For a self-described “city girl”, Mary Lee Agnew spends a lot of time in nature. As an artist’s model, Agnew commuted at all times of the day to art classes around Milwaukee by bike. Along the way, she noticed the surprising amount of wildlife present in Wisconsin’s largest city.
“I wanted to capture the stuff I was seeing,” Agnew recalls. She started photographing the birds and small mammals she encountered in her travels with a small point and shoot camera. A fellow photographer she ran into in the field was surprised by her ability to be in the right place at the right time. Impressed, he gave her a better camera with a telephoto lens.
Agnew was amazed by the stranger’s generosity.“I was just astounded,” Agnew said. “I was like: ‘No you’re not, you’re not just giving me this camera!’ And he literally set the backpack down and he said ‘I’m just going to leave it here then.’”.
That stranger’s kind act has paid off for Agnew and her growing audience of urban wildlife enthusiasts who purchase her calendars and follow her on Facebook. To many, she’s known as the fox photographer. She first encountered “Big Red” on the Lake Michigan shore where she documented a successful hunt in which the red fox jumped to pluck a duck right out of the air. The two became fast friends.
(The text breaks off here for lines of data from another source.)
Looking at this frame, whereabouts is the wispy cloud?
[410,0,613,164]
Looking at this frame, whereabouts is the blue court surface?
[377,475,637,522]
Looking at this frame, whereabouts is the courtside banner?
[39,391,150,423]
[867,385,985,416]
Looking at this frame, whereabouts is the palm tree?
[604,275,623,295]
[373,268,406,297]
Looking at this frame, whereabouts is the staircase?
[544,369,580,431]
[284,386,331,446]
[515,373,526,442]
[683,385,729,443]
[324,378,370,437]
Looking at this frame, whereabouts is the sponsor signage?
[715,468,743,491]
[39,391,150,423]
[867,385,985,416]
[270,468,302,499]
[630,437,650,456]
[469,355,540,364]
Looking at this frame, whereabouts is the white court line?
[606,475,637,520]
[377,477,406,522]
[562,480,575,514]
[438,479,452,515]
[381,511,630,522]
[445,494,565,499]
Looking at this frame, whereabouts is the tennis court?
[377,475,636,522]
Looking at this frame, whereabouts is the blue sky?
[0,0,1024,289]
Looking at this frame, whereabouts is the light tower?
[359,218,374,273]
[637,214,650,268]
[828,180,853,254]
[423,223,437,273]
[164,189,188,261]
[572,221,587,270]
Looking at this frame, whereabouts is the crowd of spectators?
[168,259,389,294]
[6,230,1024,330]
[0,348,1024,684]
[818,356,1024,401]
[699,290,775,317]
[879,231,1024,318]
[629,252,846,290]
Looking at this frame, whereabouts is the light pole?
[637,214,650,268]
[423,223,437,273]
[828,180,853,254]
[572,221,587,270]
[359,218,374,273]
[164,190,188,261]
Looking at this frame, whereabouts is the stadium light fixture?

“He just trusted me beyond all belief. Astonishing. He would bring his little kits almost literally to my feet,” Agnew says. “It’s like almost like I was one of the foxes.”
In fact, Agnew’s most impressive pictures may not be the ones she has taken herself. The pictures a friend snapped showing her just inches away from the littles kits while holding her camera are remarkable to behold. And a perfect framing of a friendship between fox and human.